The appointed hour can be an added adjustment: painting at ceremonies conducted at 3 am, in biting winter, hands cramping as the artists clutch their brushes.
But the money is good and the demand for such work is growing. Rangole says he has worked at 40 weddings since he started in August, for rates that start at ₹35,000 per event.
As artists offer such services across major cities, the throwback to the pre-camera era is complete. Wedding portraits were a popular method of recording significant events from about the Renaissance era in the 16th century to the dawn of the camera age about 300 years later.
In the current era, the trend of bringing artists back to weddings emerged in the US about a decade ago.
In India, it is a throwback to something far older too. For thousands of years, traditional folk-art forms such as Warli, Pattachitra and Madhubani recorded celebrations in art works. Rajasthani and Mughal miniatures would later do the same, representing in intricate details festivals, hunts, coronations and (usually royal) weddings.
Labour of love
Today, most couples and their families get quite involved in the conceptualising of the wedding art, says Delhi lawyer-turned-artist Noor, 25 (who goes by only one name). Some want deceased relatives to be represented. Others want pets woven in. Some submit reference works collected off the internet.
“Even if a couple just wants us to surprise them, it helps to have a discussion with them beforehand, to explore exactly what they mean,” says Keerthana Adepu, 23, from Hyderabad.
The more lavish the wedding, the more complicated things can become. Arriving for a ceremony being held in Abu Dhabi, Chetan Advirkar, 30, from Mumbai discovered that the airline had lost his luggage. “I had no time to buy new art supplies. I was panicking,” he says. After much wheedling, several calls and some pulling of strings, the airline compensated by acquiring a set of art supplies for him.
Most artists comment on the cold. Wedding season stretches through the winter and “my hands become so rigid, it’s hard to hold the brush,” Advirkar says.
The pranks can be painful too. Noor and Rangole have both left canvases unattended for a few minutes to take some photographs, and returned to find doodles and scribbles on a half-finished work. “The damage was fixable, but at first I thought I had lost two hours of frantic sketching and painting,” Noor says.
“Guests unfamiliar with the concept of live painting think it’s a canvas for everyone to draw on, or that it’s a game or an engagement activity,” adds Adepu.
Quick on the draw
The live commentary can be even more disturbing than the doodles.
“Before the painting is done, relatives will tell you that the portrait doesn’t resemble the couple, ‘at all’,” Rangole says, laughing. Some will sympathetically ask what went wrong, or smile and say there is still time to fix it.

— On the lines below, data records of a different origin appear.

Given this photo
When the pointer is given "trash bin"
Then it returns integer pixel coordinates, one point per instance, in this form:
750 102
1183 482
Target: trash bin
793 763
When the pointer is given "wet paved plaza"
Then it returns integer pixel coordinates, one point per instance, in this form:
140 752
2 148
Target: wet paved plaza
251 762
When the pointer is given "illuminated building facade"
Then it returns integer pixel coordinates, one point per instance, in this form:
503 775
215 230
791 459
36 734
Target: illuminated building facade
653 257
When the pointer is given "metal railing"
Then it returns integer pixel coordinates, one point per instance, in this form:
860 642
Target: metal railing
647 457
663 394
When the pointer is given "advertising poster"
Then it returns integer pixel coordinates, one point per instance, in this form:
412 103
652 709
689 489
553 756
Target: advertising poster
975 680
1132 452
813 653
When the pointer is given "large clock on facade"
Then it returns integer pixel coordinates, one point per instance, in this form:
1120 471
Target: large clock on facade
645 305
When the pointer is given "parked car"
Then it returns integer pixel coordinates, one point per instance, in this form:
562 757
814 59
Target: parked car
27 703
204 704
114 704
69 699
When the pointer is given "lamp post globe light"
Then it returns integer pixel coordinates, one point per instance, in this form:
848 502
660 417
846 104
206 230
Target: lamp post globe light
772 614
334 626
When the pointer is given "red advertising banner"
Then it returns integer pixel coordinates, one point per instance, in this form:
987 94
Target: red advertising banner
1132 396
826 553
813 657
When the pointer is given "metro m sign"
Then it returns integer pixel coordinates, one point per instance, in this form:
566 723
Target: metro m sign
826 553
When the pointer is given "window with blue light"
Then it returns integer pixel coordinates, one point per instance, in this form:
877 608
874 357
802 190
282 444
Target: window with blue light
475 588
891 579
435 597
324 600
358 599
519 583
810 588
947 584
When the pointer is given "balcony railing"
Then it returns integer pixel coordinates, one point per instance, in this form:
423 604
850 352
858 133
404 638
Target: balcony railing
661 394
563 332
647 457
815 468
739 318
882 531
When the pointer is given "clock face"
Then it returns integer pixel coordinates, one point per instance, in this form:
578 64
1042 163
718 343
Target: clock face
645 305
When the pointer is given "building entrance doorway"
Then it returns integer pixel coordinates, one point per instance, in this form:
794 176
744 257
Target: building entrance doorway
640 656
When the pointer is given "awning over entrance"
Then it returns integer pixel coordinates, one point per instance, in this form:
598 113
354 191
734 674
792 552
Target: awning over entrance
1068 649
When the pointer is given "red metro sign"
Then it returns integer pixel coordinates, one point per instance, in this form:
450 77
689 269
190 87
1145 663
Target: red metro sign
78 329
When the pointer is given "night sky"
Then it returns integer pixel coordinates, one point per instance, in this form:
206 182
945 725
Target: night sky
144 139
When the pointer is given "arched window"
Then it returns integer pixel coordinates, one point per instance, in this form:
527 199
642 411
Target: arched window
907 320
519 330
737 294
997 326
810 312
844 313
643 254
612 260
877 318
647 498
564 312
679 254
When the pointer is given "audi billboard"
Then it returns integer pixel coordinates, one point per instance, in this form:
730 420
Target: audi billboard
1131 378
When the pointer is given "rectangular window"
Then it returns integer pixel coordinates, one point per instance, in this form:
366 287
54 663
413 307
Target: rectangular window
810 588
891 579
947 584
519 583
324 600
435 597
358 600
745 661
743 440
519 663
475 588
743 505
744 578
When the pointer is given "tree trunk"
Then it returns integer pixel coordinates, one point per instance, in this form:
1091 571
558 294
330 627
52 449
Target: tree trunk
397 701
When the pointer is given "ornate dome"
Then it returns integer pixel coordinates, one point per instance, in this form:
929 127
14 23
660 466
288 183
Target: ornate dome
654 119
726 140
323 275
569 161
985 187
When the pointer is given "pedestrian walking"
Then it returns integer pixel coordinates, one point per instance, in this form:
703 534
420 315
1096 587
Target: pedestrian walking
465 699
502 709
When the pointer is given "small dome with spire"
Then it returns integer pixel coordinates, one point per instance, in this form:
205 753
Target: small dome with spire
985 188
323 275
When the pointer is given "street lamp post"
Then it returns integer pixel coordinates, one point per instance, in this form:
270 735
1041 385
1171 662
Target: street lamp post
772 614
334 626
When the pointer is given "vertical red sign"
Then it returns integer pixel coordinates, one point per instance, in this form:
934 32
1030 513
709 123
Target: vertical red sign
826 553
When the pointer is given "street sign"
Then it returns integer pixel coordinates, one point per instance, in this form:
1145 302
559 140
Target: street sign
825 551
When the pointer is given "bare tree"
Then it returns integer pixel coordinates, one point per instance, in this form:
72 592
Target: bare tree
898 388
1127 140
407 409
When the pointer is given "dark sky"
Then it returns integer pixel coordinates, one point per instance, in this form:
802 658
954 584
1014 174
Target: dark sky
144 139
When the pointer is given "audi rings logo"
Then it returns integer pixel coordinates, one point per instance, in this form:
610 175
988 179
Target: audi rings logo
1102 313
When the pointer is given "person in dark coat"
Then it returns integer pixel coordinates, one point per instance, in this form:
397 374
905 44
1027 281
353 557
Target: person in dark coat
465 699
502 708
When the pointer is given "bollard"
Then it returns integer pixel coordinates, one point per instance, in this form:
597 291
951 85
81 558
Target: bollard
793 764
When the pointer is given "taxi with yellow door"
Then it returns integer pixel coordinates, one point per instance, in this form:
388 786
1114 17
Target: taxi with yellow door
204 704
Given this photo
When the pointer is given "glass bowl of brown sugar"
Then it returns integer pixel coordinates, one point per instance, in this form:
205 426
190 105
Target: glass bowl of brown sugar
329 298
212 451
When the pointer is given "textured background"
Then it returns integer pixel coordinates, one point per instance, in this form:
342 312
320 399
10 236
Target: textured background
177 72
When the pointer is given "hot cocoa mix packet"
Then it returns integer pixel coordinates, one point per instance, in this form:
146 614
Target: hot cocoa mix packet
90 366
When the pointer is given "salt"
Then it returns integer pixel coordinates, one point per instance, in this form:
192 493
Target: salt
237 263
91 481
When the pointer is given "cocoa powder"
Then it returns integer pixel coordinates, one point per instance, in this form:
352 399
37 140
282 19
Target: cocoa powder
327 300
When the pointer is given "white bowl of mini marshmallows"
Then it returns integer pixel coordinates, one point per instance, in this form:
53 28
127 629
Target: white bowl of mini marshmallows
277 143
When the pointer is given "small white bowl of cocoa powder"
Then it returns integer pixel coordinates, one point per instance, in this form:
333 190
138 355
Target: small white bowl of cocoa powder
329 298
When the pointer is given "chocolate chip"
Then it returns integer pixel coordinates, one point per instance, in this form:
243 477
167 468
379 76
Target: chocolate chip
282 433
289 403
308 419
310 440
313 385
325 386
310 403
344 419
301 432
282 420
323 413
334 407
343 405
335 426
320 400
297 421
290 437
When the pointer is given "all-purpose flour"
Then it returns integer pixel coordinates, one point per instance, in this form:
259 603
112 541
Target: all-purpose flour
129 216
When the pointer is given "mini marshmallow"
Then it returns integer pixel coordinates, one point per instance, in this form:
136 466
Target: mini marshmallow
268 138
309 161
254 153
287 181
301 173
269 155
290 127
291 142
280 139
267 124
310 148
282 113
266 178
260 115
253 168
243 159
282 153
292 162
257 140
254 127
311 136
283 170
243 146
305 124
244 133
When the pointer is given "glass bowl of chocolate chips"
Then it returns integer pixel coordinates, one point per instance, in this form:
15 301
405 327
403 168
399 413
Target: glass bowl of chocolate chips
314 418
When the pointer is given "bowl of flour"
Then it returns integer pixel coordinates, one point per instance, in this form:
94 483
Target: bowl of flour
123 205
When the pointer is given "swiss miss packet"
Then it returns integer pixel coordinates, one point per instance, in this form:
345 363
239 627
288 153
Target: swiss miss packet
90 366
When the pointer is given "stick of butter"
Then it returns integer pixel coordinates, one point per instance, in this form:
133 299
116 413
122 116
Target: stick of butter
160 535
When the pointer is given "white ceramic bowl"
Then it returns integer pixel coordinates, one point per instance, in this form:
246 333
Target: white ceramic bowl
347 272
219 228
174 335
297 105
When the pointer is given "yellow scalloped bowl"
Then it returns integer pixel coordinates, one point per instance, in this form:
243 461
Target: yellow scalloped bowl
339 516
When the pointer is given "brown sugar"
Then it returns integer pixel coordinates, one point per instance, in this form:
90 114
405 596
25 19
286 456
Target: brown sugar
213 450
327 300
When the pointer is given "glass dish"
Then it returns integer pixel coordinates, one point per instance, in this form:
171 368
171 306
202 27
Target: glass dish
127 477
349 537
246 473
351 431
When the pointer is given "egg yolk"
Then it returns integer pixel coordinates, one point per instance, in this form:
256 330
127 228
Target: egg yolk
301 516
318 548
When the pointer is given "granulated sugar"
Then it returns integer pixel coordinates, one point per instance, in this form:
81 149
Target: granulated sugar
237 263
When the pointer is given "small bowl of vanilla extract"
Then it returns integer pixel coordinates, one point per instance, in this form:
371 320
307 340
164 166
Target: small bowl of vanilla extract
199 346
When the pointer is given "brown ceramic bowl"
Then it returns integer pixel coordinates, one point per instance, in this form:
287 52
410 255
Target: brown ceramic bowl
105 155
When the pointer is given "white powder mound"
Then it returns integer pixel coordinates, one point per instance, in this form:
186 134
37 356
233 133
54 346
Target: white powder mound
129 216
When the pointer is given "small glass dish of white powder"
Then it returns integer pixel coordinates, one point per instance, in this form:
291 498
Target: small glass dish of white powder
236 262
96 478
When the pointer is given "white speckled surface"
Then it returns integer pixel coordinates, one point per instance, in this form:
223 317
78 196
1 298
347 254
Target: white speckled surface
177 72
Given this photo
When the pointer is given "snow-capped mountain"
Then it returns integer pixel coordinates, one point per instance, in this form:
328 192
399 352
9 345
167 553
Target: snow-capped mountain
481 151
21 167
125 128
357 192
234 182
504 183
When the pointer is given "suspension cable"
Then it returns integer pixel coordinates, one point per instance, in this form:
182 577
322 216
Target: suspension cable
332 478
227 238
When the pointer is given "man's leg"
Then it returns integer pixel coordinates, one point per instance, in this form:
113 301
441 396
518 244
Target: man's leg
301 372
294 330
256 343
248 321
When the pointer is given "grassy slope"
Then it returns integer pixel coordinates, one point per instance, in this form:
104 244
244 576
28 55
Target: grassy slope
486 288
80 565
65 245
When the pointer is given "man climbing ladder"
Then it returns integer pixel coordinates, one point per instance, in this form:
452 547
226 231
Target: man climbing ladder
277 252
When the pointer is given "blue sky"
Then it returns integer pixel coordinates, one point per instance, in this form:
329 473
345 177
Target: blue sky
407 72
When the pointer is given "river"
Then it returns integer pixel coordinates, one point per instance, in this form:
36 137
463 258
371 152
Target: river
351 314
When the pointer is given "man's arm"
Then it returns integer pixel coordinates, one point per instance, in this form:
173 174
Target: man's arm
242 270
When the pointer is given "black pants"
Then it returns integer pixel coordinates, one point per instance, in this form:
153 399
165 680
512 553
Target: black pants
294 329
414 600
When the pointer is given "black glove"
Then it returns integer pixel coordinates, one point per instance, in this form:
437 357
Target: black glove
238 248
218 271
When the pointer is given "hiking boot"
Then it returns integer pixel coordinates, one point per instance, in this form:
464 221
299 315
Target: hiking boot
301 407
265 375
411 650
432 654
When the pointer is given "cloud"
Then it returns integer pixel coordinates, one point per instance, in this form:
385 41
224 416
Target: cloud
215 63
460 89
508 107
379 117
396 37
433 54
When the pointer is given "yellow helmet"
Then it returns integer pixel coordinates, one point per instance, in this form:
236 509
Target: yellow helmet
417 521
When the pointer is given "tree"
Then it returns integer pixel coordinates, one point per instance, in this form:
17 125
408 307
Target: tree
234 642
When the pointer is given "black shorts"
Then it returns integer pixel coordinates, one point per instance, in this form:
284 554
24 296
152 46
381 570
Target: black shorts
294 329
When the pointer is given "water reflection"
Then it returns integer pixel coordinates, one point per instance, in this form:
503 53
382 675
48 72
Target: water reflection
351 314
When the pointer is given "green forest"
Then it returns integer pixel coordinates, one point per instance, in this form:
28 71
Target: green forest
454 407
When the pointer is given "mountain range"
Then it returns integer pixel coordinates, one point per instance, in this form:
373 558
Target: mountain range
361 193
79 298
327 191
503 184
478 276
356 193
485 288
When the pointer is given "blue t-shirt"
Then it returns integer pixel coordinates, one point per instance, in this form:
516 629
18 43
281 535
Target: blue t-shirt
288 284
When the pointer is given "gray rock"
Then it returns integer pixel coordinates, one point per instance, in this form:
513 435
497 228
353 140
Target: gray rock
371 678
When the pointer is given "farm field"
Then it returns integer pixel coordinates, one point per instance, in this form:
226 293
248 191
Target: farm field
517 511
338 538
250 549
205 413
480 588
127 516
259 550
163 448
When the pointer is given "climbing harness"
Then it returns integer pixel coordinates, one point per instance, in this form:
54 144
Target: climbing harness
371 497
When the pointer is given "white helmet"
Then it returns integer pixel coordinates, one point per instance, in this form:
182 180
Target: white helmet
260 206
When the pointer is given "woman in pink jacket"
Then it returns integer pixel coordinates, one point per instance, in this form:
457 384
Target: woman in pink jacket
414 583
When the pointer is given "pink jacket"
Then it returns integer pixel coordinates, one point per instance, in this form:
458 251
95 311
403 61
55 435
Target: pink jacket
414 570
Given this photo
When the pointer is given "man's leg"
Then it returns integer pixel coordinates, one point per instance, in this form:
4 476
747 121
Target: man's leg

The worst moments are when you know they’re right, says Adepu. “Sometimes, no matter how hard you try, either the painting isn’t finished on time, or the clients are not happy with it. In such cases, I take their suggestions, go home, make the changes and finish it to their liking. After all, it is their big day and you want to do your best to make them happy.”
In most cases, though, the response is pure joy. The paintings are greeted with gasps and laughter, affectionate jibes at those in the frame, and sometimes emotional tears. “The reactions are the most satisfying part of the job,” Advirkar says.
These are such happy events filled with love and hope, Noor adds. “It feels good to be part of a person’s best day rather than, as a lawyer, being part of some of their worst.”